O restante livro é esculpido em torno de projetos que envolveram – ora em projeção, ora em concretização – os Governos de Aníbal Cavaco Silva, ainda que hoje de forma não tão reconhecida. Na Cultura, a Fundação Serralves, o CCB e as aldeias históricas. Nas Infraestruturas, o aeroporto Francisco Sá Carneiro, as pontes de São João, do Freixo e Vasco da Gama, as autoestradas e a via do Infante ou, por exemplo, a barragem do Alqueva. Na Industrialização, a fábrica de automóveis de Palmela (Autoeuropa) e a importância do gás natural – ainda hoje bem presentes nos fóruns económicos nacionais. Nas matérias sociais, a erradicação de barracas em Lisboa e no Porto.

No capítulo dedicado a Serralves, a sociedade civil nortenha recebe largo elogio do ex-primeiro-ministro e Pedro Santana Lopes um curto puxão de orelhas. Relata Cavaco que o então secretário de Estado da Cultura teve problemas no relacionamento com o conselho de administração da Fundação, que o acusava de «interferir na gestão, não respeitando o espírito de autonomia e independência que presidira à sua criação». «Santana Lopes desempenhou estas funções até 29 de dezembro de 1994, tendo então sido exonerado a seu pedido, ressentido e entristecido comigo por não o ter promovido a ministro, quando o tinha feito em relação a dois outros jovens políticos do PSD seus colegas», conta Cavaco Silva, na altura chefe do Governo.

Quanto ao Centro Cultural de Belém, Cavaco confessa «um certo prazer pelo facto de os detratores os terem engolido em seco [aos ataques contra o projeto] e fingirem esquecimento daquilo que disseram», deixando um cumprimento a Jorge Sampaio, então presidente da Câmara de Lisboa, por se ter recusado «a alinhar» nessa «polémica artifical» – cumprimento esse que repete, capítulos depois, devido à «total abertura» de Sampaio a colaborar com o Governo de Cavaco na resolução do problema de bairros de habitações degradadas.

O percurso político de Cavaco Silva manteria uma ligação especial ao CCB, aí lançando a sua candidatura presidencial de 2005 e também as suas primeiras memórias em Belém. Num tom mais pessoal, e com evidente estima, Cavaco presta tributo a Vasco Graça Moura, que não só integrou os seus Governos como presidiu ao Centro Cultural de Belém. «Refiro-o não apenas pela amizade que nos ligava ou por o considerar um dos maiores génios da cultura portuguesa contemporânea (…) Faço-o, porque à medida que os anos passam mais se sente a falta da sua intervenção cívica e política para a valorização da vida democrática do país.

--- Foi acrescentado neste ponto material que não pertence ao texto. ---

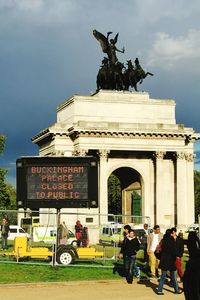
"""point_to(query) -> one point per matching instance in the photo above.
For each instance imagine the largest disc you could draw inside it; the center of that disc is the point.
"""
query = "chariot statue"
(112, 74)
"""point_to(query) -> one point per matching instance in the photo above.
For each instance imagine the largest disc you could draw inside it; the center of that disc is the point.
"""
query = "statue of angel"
(107, 46)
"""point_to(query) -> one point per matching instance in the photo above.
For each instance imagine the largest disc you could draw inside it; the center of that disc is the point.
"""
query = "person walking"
(4, 233)
(191, 277)
(78, 232)
(145, 239)
(179, 252)
(167, 262)
(153, 241)
(128, 251)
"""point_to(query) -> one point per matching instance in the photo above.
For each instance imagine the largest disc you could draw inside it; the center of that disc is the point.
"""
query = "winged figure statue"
(108, 46)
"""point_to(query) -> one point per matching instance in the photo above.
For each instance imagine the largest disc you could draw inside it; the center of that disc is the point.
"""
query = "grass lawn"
(12, 272)
(19, 273)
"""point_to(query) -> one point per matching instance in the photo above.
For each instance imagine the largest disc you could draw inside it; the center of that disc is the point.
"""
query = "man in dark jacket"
(167, 262)
(129, 248)
(179, 252)
(191, 278)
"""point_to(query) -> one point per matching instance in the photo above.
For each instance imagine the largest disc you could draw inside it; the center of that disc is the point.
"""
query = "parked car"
(112, 234)
(192, 227)
(15, 231)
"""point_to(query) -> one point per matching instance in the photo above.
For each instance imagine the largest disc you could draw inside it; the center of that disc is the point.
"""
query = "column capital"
(159, 154)
(189, 157)
(180, 155)
(79, 151)
(103, 153)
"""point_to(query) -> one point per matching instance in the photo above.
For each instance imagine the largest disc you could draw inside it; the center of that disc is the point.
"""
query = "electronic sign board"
(57, 182)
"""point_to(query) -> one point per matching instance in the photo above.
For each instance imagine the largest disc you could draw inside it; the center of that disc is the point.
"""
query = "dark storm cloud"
(48, 53)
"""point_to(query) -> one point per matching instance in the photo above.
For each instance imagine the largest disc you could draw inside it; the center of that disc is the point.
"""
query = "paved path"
(90, 290)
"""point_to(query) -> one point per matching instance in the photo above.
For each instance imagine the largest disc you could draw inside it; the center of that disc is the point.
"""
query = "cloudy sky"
(48, 53)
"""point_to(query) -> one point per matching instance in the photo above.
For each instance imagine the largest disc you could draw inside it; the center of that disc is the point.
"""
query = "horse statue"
(129, 77)
(140, 73)
(111, 75)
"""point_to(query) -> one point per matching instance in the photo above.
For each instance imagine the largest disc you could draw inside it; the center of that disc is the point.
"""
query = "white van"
(15, 231)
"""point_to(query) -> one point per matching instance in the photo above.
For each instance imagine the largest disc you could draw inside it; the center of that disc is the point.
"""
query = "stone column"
(159, 155)
(181, 190)
(190, 191)
(103, 186)
(79, 151)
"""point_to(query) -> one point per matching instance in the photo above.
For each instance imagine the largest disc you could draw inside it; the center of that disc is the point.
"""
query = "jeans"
(173, 278)
(129, 265)
(4, 242)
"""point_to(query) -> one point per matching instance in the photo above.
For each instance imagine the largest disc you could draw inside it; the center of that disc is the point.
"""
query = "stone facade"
(130, 131)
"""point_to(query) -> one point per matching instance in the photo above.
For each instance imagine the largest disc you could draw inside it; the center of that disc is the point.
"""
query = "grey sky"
(48, 53)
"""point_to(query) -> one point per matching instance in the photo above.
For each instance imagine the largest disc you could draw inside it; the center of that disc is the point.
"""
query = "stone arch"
(131, 182)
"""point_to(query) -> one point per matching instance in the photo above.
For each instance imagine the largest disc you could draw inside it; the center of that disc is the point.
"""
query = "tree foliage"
(7, 191)
(197, 193)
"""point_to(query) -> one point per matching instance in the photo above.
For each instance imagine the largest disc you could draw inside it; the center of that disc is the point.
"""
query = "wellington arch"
(136, 138)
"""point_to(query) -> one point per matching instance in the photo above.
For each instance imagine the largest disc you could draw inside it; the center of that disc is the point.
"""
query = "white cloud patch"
(168, 50)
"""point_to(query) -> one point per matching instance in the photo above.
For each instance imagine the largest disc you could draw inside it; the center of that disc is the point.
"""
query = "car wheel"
(65, 257)
(74, 243)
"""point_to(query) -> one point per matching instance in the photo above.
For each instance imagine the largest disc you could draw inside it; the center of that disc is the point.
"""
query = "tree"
(197, 193)
(114, 195)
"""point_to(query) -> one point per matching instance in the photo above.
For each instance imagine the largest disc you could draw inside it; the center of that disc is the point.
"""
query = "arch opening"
(125, 194)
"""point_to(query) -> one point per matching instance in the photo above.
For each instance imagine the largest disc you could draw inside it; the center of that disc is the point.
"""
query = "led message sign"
(57, 182)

Imagino o que teria escrito sobre a governação da ‘geringonça’…».

 

A discreta, mas sempre presente, homenagem

Há uma invulgaridade neste livro cuja omissão prestaria um mau serviço ao leitor. Cavaco Silva quase se aproxima, momentaneamente e com sentido de humor, de um registo intimista. No capítulo dedicado às autoestradas Lisboa/Porto e Lisboa/Cascais, o ex-Presidente narra mesmo a sua visita habitual ao dentista, seu amigo, com consultório na Invicta, o Professor António ‘Tó’ Felino. «A consulta propriamente dita é, normalmente, antecedida de um almoço (…) É conversa de amigos sobre a família, a universidade, a política e o mais que vem à cabeça, e que depois tem continuidade no consultório, na confortável cadeira do dentista», conta o autor. «Nesta situação, para não perturbar a broca, limito-me a ouvir o que o Tó, imperturbável no seu trabalho, vai dizendo. É uma situação em que me sinto em total desvantagem comparativa, sem poder mesmo abanar a cabeça para expressar discordância ou concordância», escreve, com graça.

Nesse capítulo, Cavaco analisa o impacto das regras comunitárias nas obras públicas com alguma ironia. Por imposição da Comunidade Europeia, na construção da autoestrada, mantiveram-se passagens subterrâneas ecológicas para que as rãs pudessem migrar de um lado para o outro da via. «As cobras, agradecidas, passaram a colocar-se à porta dos túneis para mais facilmente atacarem e comerem as rãs», lembra, novamente com humor doseado. «E eu, que detesto cobras, desde que, aos meus dez anos, no Algarve, na Praia dos Olhos d’Água, pisei uma e ela se enrolou na minha perna, e que fujo do canal de televisão National Geographic sempre que elas aparecem, vejo nessa história um exemplo de como as boas intenções dos regulamentos comunitários podem produzir maus resultados».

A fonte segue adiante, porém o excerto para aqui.